There’s nothing like a garden consistently failing to awake a sense of cosmic unease; it’s the tiny part of the universe you can be held accountable for. It is a miniature mirror of the greater world; and when it goes wrong panic may set in. We feel like our father Adam, confronted by the Lord God walking in the garden in the cool of the day and requiring an explanation. For we cannot control vegetation, only encourage and protect, advise and warn. This spring we’ve all been afflicted with late frosts, prematurely early lily beetle¤¤, an invasion of sinister and pernicious ground elder. Tulip and Dutch iris bulbs have been eaten by ‘A Something Underground’. You’ll have heard, no doubt, of the warning of an invasion of “slugs the size of rats”¤¤¤. Oh, and the clothes moths are back – in a big way¤¤¤¤

So….anyway!….this feverfew: it’s a modest plant, very ancient, of great prettiness and interest. It has brilliant green feathery leaves and white daisy-like flowers which go on and on all summer.

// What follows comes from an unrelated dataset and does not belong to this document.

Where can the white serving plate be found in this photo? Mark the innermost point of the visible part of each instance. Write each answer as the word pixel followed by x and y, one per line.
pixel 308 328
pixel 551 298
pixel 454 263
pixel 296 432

For centuries the intensely bitter-scented foliage has been brewed as a remedy against headache, migraine and upset tums. It grows like a weed once you get it going, but of course, “c’est le premier pas qui coute” – and CAN I establish feverfew in my thick clogged unforgiving clay? I cannot. And the allotment gentlemen were unable to help me. A charming and very knowledgeable gardener said, “You’ll find no feverfew here!” And for a very interesting reason. He was highly allergic to it. His wife is a herbalist and had tied bunches of feverfew to dry on the clothes rack in the kitchen. My friend returned home at the end of a long day, came over funny and passed out. Next day: still sick and wonky. Tests were made by Doctor. It was the sour scent of the feverfew, which seemed to bring on the very symptoms that it normally cures. A kind of short-circuiting. I was enthralled – though I left the market empty-handed.

ferverfew-2
My other little adventure was with this wide-eyed racing pigeon which stopped off in my garden for a rest. Being a high-toned, delicately-reared bird it didn’t understand bread: I gave it sunflower kernels and some oats. But as the pigeon was still voracious I then crumbled some bread very fine and mixed the crumbs with the house budgie’s Trill. This pleased the visitor up to a point, though not wildly so. I laid the dish aside. Hours later: I am warming some baked beans for tea and find the dish of crumbs. “These will make a tasty topping” – I pop them into the mixture with a little olive oil. A surprisingly crunchy texture! I had quite forgot all the Trill. Well, no harm done – and an interesting new eating experience.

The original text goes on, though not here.